Smart dieters often look at a product’s nutrition facts panel to understand how much nutritional value it contains. A label may tell you that a certain brand of cheese has eight grams of protein or, if you rely on tech, your MyFitnessPal may tell you that a cup of strawberries has 220mg of potassium.

By doing this, you’re probably under the assumption you are being a responsible dieter — and in many ways, you are. However, is what you’re seeing on the label what you actually consume when it comes to nutrients? Do they have the expected effect? Some researchers would say no, and have published their findings in The American Journal of Clinical Nutrition.

According to a May 23, 2017, article published by the Department of Nutrition, Exercise and Sports at the University of Copenhagen, “The nutritional value of a food should be evaluated on the basis of the foodstuff as a whole, and not as an effect of the individual nutrients.” The conclusion, based on the opinion of an international expert panel of epidemiologists, physicians, food and nutrition scientists, “reshapes our understanding of the importance of nutrients and their interaction.”

“When we eat, we do not consume individual nutrients. We eat the whole food. Either alone or together with other foods in a meal. It therefore seems obvious that we should assess food products in context,” says Tanja Kongerslev Thorning, PhD. What does this mean? Well, although the nutrients on the label are valuable, it may more important to understand how they combine with other food we eat as well as how our bodies digest them to really decide how beneficial or detrimental certain foods are to us.

Researchers used cheese as an example. At face value, cheese has a relatively high content of saturated fat. However, researchers believe that cheese has a lesser effect on blood cholesterol than what you would expect with a food containing that much saturated fat. Another example researchers used were almonds. Almonds contain a high amount of fat, but release less fat than expected while digesting.

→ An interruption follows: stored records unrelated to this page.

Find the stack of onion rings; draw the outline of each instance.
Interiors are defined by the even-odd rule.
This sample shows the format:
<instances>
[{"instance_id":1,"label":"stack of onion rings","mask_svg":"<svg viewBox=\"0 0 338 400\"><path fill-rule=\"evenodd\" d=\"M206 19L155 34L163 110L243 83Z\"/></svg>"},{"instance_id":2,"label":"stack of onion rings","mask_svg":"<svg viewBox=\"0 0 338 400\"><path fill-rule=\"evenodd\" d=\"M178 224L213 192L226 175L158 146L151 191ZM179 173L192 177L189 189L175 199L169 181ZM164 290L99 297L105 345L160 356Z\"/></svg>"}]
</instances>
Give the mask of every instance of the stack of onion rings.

Studies and research like this shed light on the possibility that the foods we are eating could be healthier — or worse, less healthy than we originally thought — which could potentially shake up how we look at nutrition as a whole. What’s more, studies like this could lead to more personalized dietary recommendations from health care providers for overweight patients.

“More studies are needed, but ultimately it seems that some areas of nutrition science need to be rethought,” says Professor of Food Chain Nutrition Ian Givens at the University of Reading. “We cannot focus on a nutrient without looking at how it is consumed and what else is eaten at the same time.”